I wanted to have a piece I could put in their hands that would embody some of the most powerful approaches we typically use in Xenos, but could think of nothing. Most books for non-Christians rely on the historical arguments for the resurrection and related approaches, but I, for one, don't consider those very convincing in themselves. I know many have come to faith because of such arguments, and I use them myself as collaborating arguments. I just don't feel such arguments carry the day with truly skeptical thinkers.

That's when I decided to write my own book. Tyndale House later picked up the book, re-titled it, and sold a ton of them. That book has lead many to Christ. I know, because they email me telling me how they came to faith through reading the book.

I'm hoping this one, Discovering God, will be better. By selling it as a kindle, nook, or apple ebook for 99 cents (the cheapest allowed), I'm hoping people will just give it as a gift to someone they've been talking to, and ask them to check it out for later discussion. Instead of being something we only give people after they come to a Bible study, this might be good to give beforehand. The print version should come out within a week. It will be retailed at $3.99.

I was very impressed as a young believer by the argument from fulfilled prophecy, because I saw this is the Bible's own apologetic, used in the Old and New Testaments throughout. Other evidential arguments are there as well, but far less frequently. In this piece, I've featured several of the best examples of fulfilled prophecy.

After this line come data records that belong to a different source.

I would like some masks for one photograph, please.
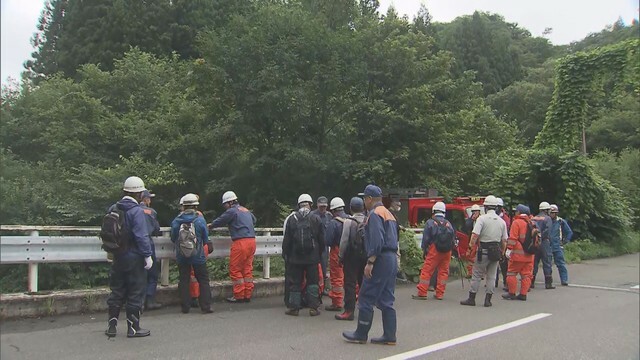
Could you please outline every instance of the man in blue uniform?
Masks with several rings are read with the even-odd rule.
[[[550,238],[551,238],[551,252],[553,254],[553,261],[556,263],[558,267],[558,273],[560,273],[560,283],[562,286],[569,285],[569,273],[567,272],[566,263],[564,260],[564,244],[571,241],[573,238],[573,231],[567,221],[560,216],[558,213],[560,209],[558,205],[551,204],[551,230],[550,230]]]
[[[398,269],[398,224],[389,210],[382,205],[382,190],[368,185],[364,190],[365,207],[369,210],[365,225],[367,265],[364,281],[358,295],[358,328],[345,331],[348,342],[367,342],[373,321],[373,305],[382,311],[382,337],[372,338],[372,344],[396,344],[395,300],[396,272]]]
[[[149,190],[142,192],[142,201],[140,201],[140,207],[145,215],[147,222],[147,231],[149,232],[149,239],[151,240],[151,260],[153,260],[153,266],[147,270],[147,296],[144,300],[145,310],[156,310],[162,307],[162,304],[156,302],[156,289],[158,287],[158,275],[160,274],[160,263],[156,259],[156,246],[153,243],[153,236],[160,236],[160,224],[158,223],[158,213],[151,208],[151,198],[156,194],[152,194]]]

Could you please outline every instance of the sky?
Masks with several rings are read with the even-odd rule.
[[[33,52],[31,37],[36,31],[43,0],[1,1],[0,76],[20,78],[22,64]],[[399,14],[412,18],[424,3],[434,21],[449,22],[475,10],[498,13],[505,20],[519,24],[534,36],[542,36],[545,28],[553,31],[547,37],[553,44],[578,41],[598,32],[619,17],[630,24],[638,18],[638,0],[380,0],[380,12],[393,5]]]

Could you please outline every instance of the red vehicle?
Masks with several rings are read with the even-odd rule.
[[[424,223],[431,218],[431,209],[436,202],[445,202],[444,198],[437,196],[434,190],[390,190],[383,198],[384,205],[389,207],[391,200],[400,201],[401,210],[396,214],[400,224],[414,228],[424,226]],[[483,202],[484,196],[461,196],[454,198],[449,203],[445,202],[447,205],[445,217],[456,229],[456,236],[459,240],[458,249],[463,258],[469,247],[469,236],[462,231],[464,223],[467,218],[471,217],[473,204],[480,205],[480,211],[484,213]]]

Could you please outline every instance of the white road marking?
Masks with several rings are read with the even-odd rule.
[[[635,290],[640,290],[640,285],[632,286],[631,288]]]
[[[482,331],[474,332],[474,333],[471,333],[471,334],[468,334],[468,335],[464,335],[464,336],[461,336],[459,338],[455,338],[455,339],[439,342],[437,344],[425,346],[425,347],[420,348],[420,349],[407,351],[407,352],[404,352],[402,354],[389,356],[389,357],[386,357],[386,358],[381,359],[381,360],[406,360],[406,359],[412,359],[412,358],[415,358],[417,356],[426,355],[426,354],[429,354],[429,353],[432,353],[432,352],[435,352],[435,351],[438,351],[438,350],[446,349],[446,348],[451,347],[451,346],[460,345],[460,344],[463,344],[463,343],[466,343],[466,342],[469,342],[469,341],[472,341],[472,340],[476,340],[476,339],[479,339],[479,338],[484,337],[484,336],[493,335],[495,333],[499,333],[501,331],[508,330],[508,329],[511,329],[511,328],[514,328],[514,327],[517,327],[517,326],[520,326],[520,325],[524,325],[524,324],[527,324],[527,323],[530,323],[530,322],[533,322],[533,321],[536,321],[536,320],[544,319],[547,316],[551,316],[551,314],[540,313],[540,314],[532,315],[532,316],[529,316],[529,317],[526,317],[526,318],[523,318],[523,319],[520,319],[520,320],[512,321],[510,323],[506,323],[506,324],[503,324],[503,325],[498,325],[498,326],[495,326],[495,327],[492,327],[492,328],[489,328],[489,329],[486,329],[486,330],[482,330]]]
[[[596,289],[596,290],[609,290],[609,291],[622,291],[622,292],[632,292],[632,293],[635,293],[635,291],[630,290],[630,289],[612,288],[612,287],[606,287],[606,286],[569,284],[569,287],[574,287],[574,288],[585,288],[585,289]],[[638,289],[638,286],[634,286],[634,287],[632,287],[631,289]]]

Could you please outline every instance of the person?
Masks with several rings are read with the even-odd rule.
[[[213,244],[209,241],[207,222],[204,217],[198,214],[200,201],[196,194],[186,194],[180,199],[182,211],[171,222],[171,242],[176,248],[176,262],[178,263],[178,293],[182,312],[189,313],[191,310],[191,295],[189,291],[189,277],[191,268],[200,286],[200,310],[203,314],[212,313],[211,309],[211,287],[209,285],[209,273],[207,272],[207,255],[204,252],[204,245],[207,245],[208,252],[213,251]],[[193,251],[189,254],[183,252],[183,242],[189,240],[189,234],[194,234],[195,242]]]
[[[471,254],[471,249],[480,242],[476,262],[473,264],[473,275],[471,276],[471,290],[469,298],[460,302],[460,305],[476,305],[476,293],[480,287],[480,280],[486,278],[486,294],[484,306],[490,307],[491,297],[495,287],[496,269],[498,260],[504,253],[507,240],[507,225],[496,214],[498,200],[495,196],[489,195],[484,199],[484,209],[486,213],[478,217],[473,227],[471,241],[467,256]]]
[[[480,205],[473,204],[471,206],[471,217],[468,217],[464,222],[463,232],[467,234],[467,237],[471,239],[471,235],[473,233],[473,226],[476,224],[478,217],[480,217]],[[471,274],[473,273],[473,263],[476,261],[477,248],[472,248],[469,244],[469,249],[471,252],[469,256],[467,256],[467,279],[471,279]]]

So why redo Faith Makes Sense, when it had a dozen printings and 150 thousand copies produced? Because all of that book is out of date today.

First, the style of writing in the early nineties is completely different than what people need today. Mostly because of the internet, today's prose is far more direct, punchy, and never wordy. People simply won't read as long as they use to. That's why I shortened the book by 20 thousand words.

Also, a number of the most persuasive arguments available today were not well understood twenty years ago. specifically, the argument from design as seen through abiogenesis and cosmological fine-tuning have really gained force in recent years.

In the next post I'll give some samples of the new material in Discovering God.

Finally, language changes every decade, and key words that were fine then are now ill-advised. I'm hoping that the wording in this new title will be accessible and will communicate clearly.